Abha Khanna is an American attorney specializing in redistricting law and voting rights. She successfully argued Allen v. Milligan before the United States Supreme Court which focused on racial gerrymandering in the state of Alabama.

== Early life and education ==

Khanna grew up in northern New Jersey and graduated from West Milford High School. Her parents immigrated from India and Khanna recalls attending her parent's naturalization ceremony as a child. She graduated summa cum laude from Berkeley College at Yale University with a major in psychology. After graduating, Khanna taught English and planned to pursue a PhD in English literature but decided to go to law school instead. She graduated from Yale Law School in 2007.

== Career ==

Khanna started as an associate attorney at Perkins Coie in 2010. While working at Perkins, she gained experience in redistricting law, including working a case that challenged the city council of Yakima, Washington under the Voting Rights Act; the case was successful, leading to three Latinas being elected to city council the next year. She later became a partner at Elias Law Group.

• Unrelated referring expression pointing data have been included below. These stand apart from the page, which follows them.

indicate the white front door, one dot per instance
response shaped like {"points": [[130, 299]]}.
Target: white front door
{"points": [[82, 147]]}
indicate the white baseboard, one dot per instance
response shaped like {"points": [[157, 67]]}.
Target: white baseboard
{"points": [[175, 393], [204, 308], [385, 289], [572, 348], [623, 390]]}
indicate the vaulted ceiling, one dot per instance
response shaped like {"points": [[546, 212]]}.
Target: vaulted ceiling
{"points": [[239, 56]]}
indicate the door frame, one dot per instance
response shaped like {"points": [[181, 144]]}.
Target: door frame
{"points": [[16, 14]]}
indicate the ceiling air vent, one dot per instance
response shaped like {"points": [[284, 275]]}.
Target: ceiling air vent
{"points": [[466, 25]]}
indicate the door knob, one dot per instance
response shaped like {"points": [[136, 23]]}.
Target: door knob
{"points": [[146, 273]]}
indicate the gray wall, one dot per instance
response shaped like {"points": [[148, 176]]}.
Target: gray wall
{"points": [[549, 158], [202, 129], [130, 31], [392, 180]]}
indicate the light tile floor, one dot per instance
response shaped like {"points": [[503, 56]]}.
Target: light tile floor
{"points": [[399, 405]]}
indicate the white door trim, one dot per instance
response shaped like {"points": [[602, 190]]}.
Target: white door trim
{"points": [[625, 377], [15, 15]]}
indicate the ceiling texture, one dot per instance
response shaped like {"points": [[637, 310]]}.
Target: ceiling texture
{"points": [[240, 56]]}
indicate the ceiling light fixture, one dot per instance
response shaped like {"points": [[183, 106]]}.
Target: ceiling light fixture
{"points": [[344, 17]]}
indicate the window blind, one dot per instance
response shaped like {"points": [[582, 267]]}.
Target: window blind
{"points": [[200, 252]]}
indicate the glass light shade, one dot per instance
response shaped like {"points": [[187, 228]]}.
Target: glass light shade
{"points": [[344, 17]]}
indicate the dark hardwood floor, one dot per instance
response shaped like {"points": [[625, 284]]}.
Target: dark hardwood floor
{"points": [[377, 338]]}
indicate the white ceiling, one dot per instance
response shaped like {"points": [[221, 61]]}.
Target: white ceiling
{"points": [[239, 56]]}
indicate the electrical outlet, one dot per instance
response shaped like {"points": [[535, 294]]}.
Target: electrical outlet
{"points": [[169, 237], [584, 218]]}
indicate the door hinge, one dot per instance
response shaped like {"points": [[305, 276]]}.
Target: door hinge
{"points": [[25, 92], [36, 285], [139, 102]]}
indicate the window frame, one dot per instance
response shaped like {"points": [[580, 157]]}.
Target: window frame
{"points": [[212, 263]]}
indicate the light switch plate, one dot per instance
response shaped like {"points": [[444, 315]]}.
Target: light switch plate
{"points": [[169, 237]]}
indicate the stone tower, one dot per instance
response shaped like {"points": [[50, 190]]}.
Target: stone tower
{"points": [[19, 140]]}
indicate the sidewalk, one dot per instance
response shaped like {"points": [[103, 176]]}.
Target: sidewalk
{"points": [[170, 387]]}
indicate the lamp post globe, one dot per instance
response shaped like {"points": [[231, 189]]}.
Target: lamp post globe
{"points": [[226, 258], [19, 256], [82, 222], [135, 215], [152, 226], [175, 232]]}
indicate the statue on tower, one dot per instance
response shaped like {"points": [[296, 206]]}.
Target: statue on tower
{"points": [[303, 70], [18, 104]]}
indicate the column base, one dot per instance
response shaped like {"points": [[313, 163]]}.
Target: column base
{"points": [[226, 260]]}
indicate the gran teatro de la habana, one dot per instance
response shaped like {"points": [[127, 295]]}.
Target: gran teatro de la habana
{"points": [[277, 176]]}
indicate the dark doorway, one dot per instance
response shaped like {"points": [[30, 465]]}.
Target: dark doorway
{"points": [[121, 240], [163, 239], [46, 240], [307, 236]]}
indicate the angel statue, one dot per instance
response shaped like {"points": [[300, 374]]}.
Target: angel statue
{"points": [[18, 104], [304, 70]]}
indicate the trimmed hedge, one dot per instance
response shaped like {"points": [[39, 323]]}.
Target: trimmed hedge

In 2022, Khanna was a lead plaintiff in Allen v. Milligan, a Supreme Court case that argued Alabama's redrawn congressional districts discriminated against African-American voters. The Supreme Court ruled in favor of Khanna and the plaintiffs, upholding Section 2 of the Voting Rights Act. In follow-up remedial hearings on Alabama's electoral maps, Khanna has commented that "the need for Section 2 is greater than ever" and warned that voting protections could become completely suppressed.

In 2026, Khanna pushed back against the passing of the Florida SAVE Act, stating that requiring proof of citizenship to register to vote violates the Fourteenth Amendment to the United States Constitution.

== Awards and honors ==

In 2001, Khanna was the recipient of the Arthur Twining Hadley Prize in recognition of her "exceptional performance and promise of future success".

In 2024, Khanna was the keynote speaker at Samford University's Cumberland School of Law Black Law Students Association's 30th Annual Thurgood Marshall Symposium.